When any of the mentioned strings are found (VIRTUAL, VMWARE, VMBOX), the malware terminates itself. Malware then copies itself into All Users\%APPDATA% directory and executes itself again via rundll32.exe. It copies itself under a random name (with extension .plz). There will be more than one instance of running malware, so Reveton creates a file with extension .pff, size 12600 bytes, in which it stores the data which will be shared among several running instances of Reveton (PID of the initial process, IP addresses to which it connected to...).
GL300 exported function spawns several threads. There is one thread for managing persistence via dropping a LNK file to the startup folder (%USER%\Start Menu\Programs\Startup\). The figure below shows a parsed LNK file. After reboot, rundll32.exe starts malware by calling its exported function GL300.
The second point of persistence is achieved via modifying "HKLM\SYSTEM\ControlSet001\Services\winmgmt\Parameters" registry key. Old value "ServiceDll"="%SystemRoot%\system32\wbem\WMIsvc.dll" is replaced by the path to malware dll.
According to the documentation, winmgmt is a service which automatically starts when the first management application requests connection to a WMI namespace. By modifying these registry settings, Reveton ensures that its persistence via registry stays unnoticed longer. Most malware modifies the Run registry key (Software\Microsoft\Windows\CurrentVersion\Run in HKLM or HKCU), which is a widely known location a user looks when examining which programs get executed at startup.
The most important thread is the thread which downloads the payload, which then locks the computer and displays a ransom message. From the network analyzer screenshot, we can see the communication between the victim's computer and the attacker's server. The communication initiates from the victim's port 1035 and goes to the destination port 443, which network analyzer marks as http (http secure).

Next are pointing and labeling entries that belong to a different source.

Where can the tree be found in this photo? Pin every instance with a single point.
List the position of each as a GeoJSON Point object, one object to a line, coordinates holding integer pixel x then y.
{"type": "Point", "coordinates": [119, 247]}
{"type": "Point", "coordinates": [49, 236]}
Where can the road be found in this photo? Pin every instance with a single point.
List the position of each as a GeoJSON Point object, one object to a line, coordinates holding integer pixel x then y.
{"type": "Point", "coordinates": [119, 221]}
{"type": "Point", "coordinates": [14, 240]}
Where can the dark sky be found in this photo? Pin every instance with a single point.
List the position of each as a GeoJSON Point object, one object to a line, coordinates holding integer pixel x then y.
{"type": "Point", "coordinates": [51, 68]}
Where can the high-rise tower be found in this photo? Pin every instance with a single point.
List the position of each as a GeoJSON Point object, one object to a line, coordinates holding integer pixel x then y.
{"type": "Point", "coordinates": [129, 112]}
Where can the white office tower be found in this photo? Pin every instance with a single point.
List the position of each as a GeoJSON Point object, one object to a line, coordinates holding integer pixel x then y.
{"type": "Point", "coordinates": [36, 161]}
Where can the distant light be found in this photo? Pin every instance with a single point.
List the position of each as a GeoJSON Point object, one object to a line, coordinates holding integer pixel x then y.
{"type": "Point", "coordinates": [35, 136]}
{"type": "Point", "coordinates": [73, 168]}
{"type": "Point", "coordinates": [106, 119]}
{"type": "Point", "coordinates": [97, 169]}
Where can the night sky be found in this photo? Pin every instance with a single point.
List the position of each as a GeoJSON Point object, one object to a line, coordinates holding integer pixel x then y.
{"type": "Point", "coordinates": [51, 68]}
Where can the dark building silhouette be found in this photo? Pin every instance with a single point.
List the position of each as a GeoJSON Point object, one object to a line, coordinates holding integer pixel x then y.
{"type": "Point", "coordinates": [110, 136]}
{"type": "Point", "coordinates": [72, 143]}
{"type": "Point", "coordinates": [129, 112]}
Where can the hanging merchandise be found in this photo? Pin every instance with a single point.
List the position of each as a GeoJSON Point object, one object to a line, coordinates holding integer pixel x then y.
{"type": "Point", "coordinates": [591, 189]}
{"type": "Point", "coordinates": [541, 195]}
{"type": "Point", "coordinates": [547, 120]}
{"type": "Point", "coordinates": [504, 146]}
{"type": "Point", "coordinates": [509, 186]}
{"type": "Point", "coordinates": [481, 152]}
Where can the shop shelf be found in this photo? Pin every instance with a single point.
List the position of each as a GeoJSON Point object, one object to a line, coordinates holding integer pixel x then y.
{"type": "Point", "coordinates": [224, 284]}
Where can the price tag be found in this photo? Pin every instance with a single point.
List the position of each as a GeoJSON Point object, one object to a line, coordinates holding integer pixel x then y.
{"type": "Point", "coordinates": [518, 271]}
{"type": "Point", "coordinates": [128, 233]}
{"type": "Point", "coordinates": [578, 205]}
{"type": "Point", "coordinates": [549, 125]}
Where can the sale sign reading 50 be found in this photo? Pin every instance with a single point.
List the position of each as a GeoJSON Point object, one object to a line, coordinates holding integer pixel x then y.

The question which came to our mind was, "Does Reveton really communicate via SSL?" A quick look at the downloaded payload gave us the following answers. The first double word has value 0x00000068 (68 00 00 00), which contains three zeroes and it is very unlikely that an encrypted data stream would have three equal consecutive bytes. The following two bytes are 0x0178 (78 01), which might look like zlib compression header. Suppose that the first number 0x00000068 (68 00 00 00) is the length of the following zlib-packed data block, we get to offset 0x68 + 4 (size of the length field) = 0x6c, which contains a double word number 0x000da01e (1e a0 0d 00), followed again with signature 0x0178 (78 01). In the figure below, see the block lengths in red oblongs and zlib headers in green oblongs.
Two files get extracted. The first one contains basic geolocation information like the city, country and IP address, the second file contains a block starting again with the double word value 0x0178 (78 01). Could it be zlib compression again?
Yes. After applying zlib decompression one more time, we got the executable file, compiled in Delphi, containing the following interesting forms. It clearly displays a warning message, supposedly from the police, and a form for entering paysafecard or ukash credentials. The profile photo in the right upper corner belongs to the president of the country in which victim gets infected. The screenshot below shows a photo of the president of Czech Republic. "Malware don't need Coffee" blog published even more screenshots from more countries, including even the US president.
Notice the default IP address in the form above. 18.104.22.168 points to aion-frost-01.ti.msk.inn.ru, which is an IP belonging to the Russian range.
Unlike other ransomware such as Urausy or Lyposit, which download HTML pages with images and display them in maximized Internet Explorer window with hidden controls, Reveton downloads a binary file, which imitates the browser window.